Heaney’s great friend and mentor in the States was the writer Thomas (and his wife Jean) Flanagan, Cahill says. “After Seamus had his stroke in 2006 he gave his first, wonderful, talk at the Thomas Flanagan Lecture at the American Irish Historical society. He talked about the difference between a teacher and a mentor. Tom put his arm around him as an older writer would. “He never told me how to write,” Seamus told Cahill. “But if I did something that was quick Tom would say you’re better than that Seamus.”

Heaney was a major friend and supporter of the American Ireland Fund and the organization reacted to his death.

“Across the family of The Ireland Funds, there is great sadness at the news of the passing of Seamus Heaney. We had the privilege of recognizing Seamus with our Literary Award in 1973. He helped us select the subsequent honoree every year since. On the 40th anniversary of the Award in 2012, and in the presence of his good friend and admirer, President Bill Clinton, we presented Seamus with a Lifetime Achievement Award.

"Over those four decades he made himself available at both major and intimate events to promote any number of Irish cultural causes. He was a force in the world of philanthropy as well as poetry. So many established and emerging Irish writers and artists are indebted to Seamus for his encouragement and example.”
 
Pulitzer Prize winning New York Times columnist Jim Dwyer, who met and interviewed Heaney in 2001 when his Electric Light collection was published, was already a fan before their first meeting.

“I didn’t have any personal relationship with him, but I interviewed him in 2001 when he was doing a reading at the Lincoln Center,” Dwyer told the Voice. “Before I had met him as a poet I already though he was remarkable as a man. The reason I thought that was I went to a Gala Dinner around the time Ireland House at NYU first opened. I believe it was shortly after he won the Nobel Prize.”

Heaney got up and gave a talk about the importance of Ireland House, but then he discussed the world of Irish writers that he lived among. “He mentioned Gerald Dawe and Michael Longley and Paul Muldoon and Brian Friel and all his contemporaries,” says Dwyer. “He was breaking a little of the bread off the Nobel and passing it along. He was making sure they were regarded as his peers. He was underlining their importance to him as writers and his peers. He blended them into what he was saying without ostentation. I admired his generosity, which was unshowy. He did the same thing with his Nobel speech.”

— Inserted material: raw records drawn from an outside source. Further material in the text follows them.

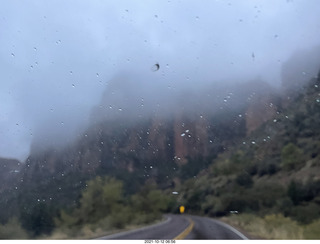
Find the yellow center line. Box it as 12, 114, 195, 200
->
173, 218, 194, 240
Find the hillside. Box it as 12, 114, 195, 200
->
179, 72, 320, 227
0, 67, 320, 239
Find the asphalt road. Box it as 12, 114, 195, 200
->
99, 214, 247, 240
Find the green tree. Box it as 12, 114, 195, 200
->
131, 186, 171, 223
281, 143, 303, 170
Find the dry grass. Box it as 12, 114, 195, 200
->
221, 214, 305, 240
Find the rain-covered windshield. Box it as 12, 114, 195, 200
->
0, 0, 320, 240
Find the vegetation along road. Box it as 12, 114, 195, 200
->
99, 214, 248, 240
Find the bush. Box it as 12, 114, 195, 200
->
236, 172, 253, 187
290, 203, 320, 224
0, 218, 28, 239
281, 143, 303, 171
303, 219, 320, 240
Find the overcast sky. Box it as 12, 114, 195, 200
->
0, 0, 320, 160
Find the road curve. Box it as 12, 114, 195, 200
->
98, 214, 248, 240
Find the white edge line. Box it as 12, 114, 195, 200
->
95, 217, 171, 240
209, 218, 249, 240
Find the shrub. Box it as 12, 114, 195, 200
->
281, 143, 303, 171
0, 218, 28, 239
303, 219, 320, 240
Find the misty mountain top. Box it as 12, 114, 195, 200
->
0, 0, 320, 160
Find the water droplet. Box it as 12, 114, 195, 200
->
151, 63, 160, 72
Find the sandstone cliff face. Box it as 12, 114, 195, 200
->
18, 78, 279, 183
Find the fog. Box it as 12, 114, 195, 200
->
0, 0, 320, 160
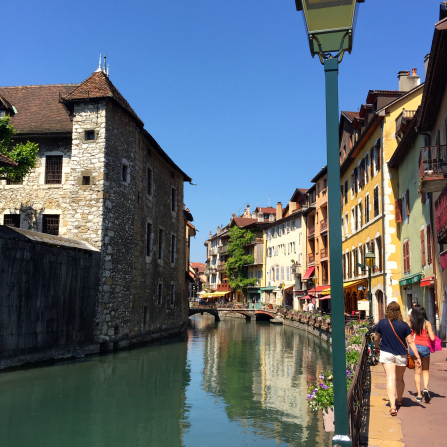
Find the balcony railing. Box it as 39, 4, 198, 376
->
435, 186, 447, 244
419, 144, 447, 193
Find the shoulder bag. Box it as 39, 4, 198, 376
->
388, 319, 414, 369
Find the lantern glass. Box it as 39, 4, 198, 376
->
365, 251, 376, 267
301, 0, 357, 55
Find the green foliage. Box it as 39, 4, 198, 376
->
0, 117, 39, 182
225, 226, 256, 292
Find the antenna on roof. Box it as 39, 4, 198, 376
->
96, 53, 101, 71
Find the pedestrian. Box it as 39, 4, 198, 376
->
375, 301, 421, 416
410, 304, 435, 403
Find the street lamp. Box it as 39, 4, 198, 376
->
295, 0, 364, 446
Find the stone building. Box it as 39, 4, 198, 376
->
0, 67, 191, 349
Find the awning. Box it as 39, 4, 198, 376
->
419, 276, 435, 287
399, 273, 422, 286
343, 278, 367, 289
301, 267, 315, 281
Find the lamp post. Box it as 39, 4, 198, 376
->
365, 251, 376, 327
295, 0, 364, 446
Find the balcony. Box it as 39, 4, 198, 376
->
435, 187, 447, 244
307, 225, 315, 238
396, 109, 416, 141
419, 145, 447, 193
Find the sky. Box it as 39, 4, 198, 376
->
0, 0, 440, 262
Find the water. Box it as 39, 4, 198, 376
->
0, 315, 331, 447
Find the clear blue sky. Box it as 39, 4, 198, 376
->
0, 0, 440, 262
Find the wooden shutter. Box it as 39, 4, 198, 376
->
421, 229, 425, 265
427, 225, 432, 264
402, 189, 410, 216
394, 199, 402, 223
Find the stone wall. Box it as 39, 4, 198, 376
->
0, 225, 100, 369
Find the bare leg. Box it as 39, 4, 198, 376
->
382, 363, 396, 410
421, 356, 430, 390
396, 365, 407, 402
411, 355, 422, 397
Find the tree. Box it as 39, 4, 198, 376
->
225, 226, 256, 292
0, 116, 39, 183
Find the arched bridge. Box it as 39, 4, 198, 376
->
188, 307, 276, 321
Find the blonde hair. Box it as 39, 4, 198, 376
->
385, 301, 403, 321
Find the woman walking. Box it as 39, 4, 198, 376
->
410, 304, 435, 403
375, 301, 421, 416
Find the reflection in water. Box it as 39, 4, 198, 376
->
0, 315, 330, 447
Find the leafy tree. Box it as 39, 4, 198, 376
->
0, 116, 39, 182
225, 226, 256, 292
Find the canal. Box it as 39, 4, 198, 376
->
0, 315, 331, 447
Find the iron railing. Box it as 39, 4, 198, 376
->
348, 335, 368, 446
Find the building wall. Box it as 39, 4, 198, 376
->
0, 226, 100, 369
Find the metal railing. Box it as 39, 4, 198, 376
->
348, 335, 368, 446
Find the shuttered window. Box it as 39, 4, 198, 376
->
421, 229, 425, 265
394, 199, 402, 223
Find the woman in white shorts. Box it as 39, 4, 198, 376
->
375, 301, 421, 416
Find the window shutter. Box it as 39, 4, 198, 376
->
421, 229, 425, 265
402, 189, 410, 216
394, 199, 402, 223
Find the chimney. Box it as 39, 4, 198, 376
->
397, 68, 421, 92
289, 200, 296, 214
424, 53, 430, 78
276, 202, 282, 220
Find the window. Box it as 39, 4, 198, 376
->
421, 229, 425, 265
45, 155, 62, 185
171, 234, 177, 264
158, 228, 164, 259
403, 239, 410, 273
374, 186, 379, 217
146, 222, 153, 256
42, 214, 59, 236
157, 283, 163, 304
171, 284, 175, 306
171, 188, 177, 212
427, 225, 432, 264
84, 130, 95, 141
147, 168, 152, 196
3, 214, 20, 228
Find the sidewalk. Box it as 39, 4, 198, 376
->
368, 348, 447, 447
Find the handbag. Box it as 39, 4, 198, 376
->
428, 335, 442, 353
388, 319, 414, 369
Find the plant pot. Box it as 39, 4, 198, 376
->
323, 408, 335, 432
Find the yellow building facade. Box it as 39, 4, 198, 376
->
340, 78, 423, 321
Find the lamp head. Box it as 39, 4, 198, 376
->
365, 251, 376, 267
295, 0, 365, 57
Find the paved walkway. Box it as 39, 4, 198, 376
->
368, 348, 447, 447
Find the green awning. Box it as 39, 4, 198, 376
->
399, 273, 422, 286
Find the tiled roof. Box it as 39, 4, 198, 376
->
0, 84, 76, 133
61, 70, 143, 126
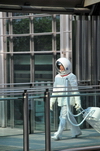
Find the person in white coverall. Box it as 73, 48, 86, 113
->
50, 58, 82, 140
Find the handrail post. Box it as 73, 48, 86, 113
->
23, 90, 29, 151
44, 89, 51, 151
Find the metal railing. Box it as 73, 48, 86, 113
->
0, 85, 100, 151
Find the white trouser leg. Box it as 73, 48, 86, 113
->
56, 117, 66, 135
60, 106, 81, 137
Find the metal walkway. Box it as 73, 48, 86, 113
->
0, 128, 100, 151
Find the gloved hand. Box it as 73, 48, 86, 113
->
75, 104, 81, 111
50, 103, 53, 111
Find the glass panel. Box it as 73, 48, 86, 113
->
14, 54, 30, 83
34, 16, 52, 33
35, 54, 52, 82
34, 35, 52, 51
13, 36, 30, 52
12, 18, 29, 34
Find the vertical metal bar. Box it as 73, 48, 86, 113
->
44, 89, 51, 151
23, 90, 29, 151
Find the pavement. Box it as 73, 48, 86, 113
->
0, 128, 100, 151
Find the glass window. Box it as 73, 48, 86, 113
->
12, 18, 29, 34
35, 54, 52, 82
13, 36, 30, 52
34, 16, 52, 33
14, 54, 30, 83
34, 35, 52, 51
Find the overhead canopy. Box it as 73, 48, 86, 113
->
0, 0, 100, 14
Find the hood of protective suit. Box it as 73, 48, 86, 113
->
56, 58, 71, 75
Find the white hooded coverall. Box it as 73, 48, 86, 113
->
50, 57, 81, 139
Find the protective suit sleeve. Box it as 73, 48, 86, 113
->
50, 82, 56, 110
70, 75, 81, 110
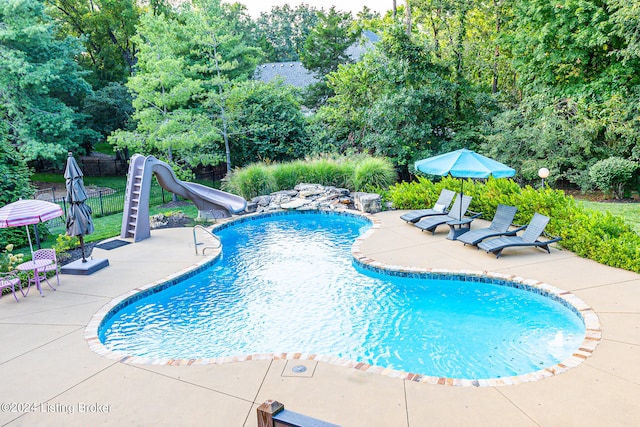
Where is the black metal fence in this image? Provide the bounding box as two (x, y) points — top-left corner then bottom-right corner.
(42, 180), (173, 227)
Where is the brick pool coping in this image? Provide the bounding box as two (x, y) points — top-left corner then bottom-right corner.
(84, 210), (602, 387)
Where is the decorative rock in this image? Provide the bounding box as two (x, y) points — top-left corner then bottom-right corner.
(251, 196), (271, 206)
(244, 202), (258, 213)
(246, 183), (381, 213)
(298, 189), (324, 198)
(280, 199), (309, 209)
(353, 193), (382, 213)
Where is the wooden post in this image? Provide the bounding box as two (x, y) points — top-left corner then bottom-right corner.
(257, 400), (284, 427)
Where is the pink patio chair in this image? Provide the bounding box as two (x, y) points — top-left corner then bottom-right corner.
(0, 270), (24, 301)
(33, 249), (60, 286)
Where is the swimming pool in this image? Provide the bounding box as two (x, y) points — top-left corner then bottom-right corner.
(98, 213), (596, 378)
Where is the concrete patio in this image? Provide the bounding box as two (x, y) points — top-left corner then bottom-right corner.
(0, 211), (640, 427)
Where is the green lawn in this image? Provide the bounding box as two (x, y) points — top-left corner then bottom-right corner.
(13, 205), (198, 259)
(580, 200), (640, 233)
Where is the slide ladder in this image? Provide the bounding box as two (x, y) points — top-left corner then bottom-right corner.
(120, 154), (152, 242)
(120, 154), (247, 242)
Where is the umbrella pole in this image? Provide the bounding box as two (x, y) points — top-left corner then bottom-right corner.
(78, 236), (87, 262)
(24, 225), (33, 259)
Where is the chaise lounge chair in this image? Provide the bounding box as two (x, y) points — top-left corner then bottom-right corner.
(400, 189), (456, 223)
(478, 213), (562, 258)
(413, 194), (481, 234)
(456, 205), (525, 246)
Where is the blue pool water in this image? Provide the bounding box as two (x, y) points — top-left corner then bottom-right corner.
(99, 213), (585, 379)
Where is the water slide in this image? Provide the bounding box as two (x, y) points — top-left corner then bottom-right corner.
(120, 154), (247, 242)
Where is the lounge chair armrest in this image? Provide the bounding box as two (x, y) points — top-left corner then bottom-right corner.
(542, 233), (562, 244)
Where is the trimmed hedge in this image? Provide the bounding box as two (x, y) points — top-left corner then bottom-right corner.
(388, 177), (640, 273)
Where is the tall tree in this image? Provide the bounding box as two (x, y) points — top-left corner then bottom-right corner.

Dwyer was in highschool when Heaney’s collection North came out, he recalls. “I had a special aunt who wanted to get me something for my graduation. I told her about this book by this Irish poet. So she got me the book and noticed it had maybe 40 pages. My aunt Sheila being a great Kerry woman was astounded. How could this be a book she wondered? I still have the book and the note she gave me, which reads: “Here is the book you wanted, it’s such a mean looking little thing I’ve enclosed a check.”

Dwyer told Heaney and his wife Marie about the note and the check when he met them and they erupted with laughter.

For people who live outside Ireland it can come as a surprise to discover that Irish poets, particularly northern poets, do not live in ivory towers far removed from the daily struggles of their compatriots. For Dwyer it’s another aspect of Heaney’s dexterity as a writer.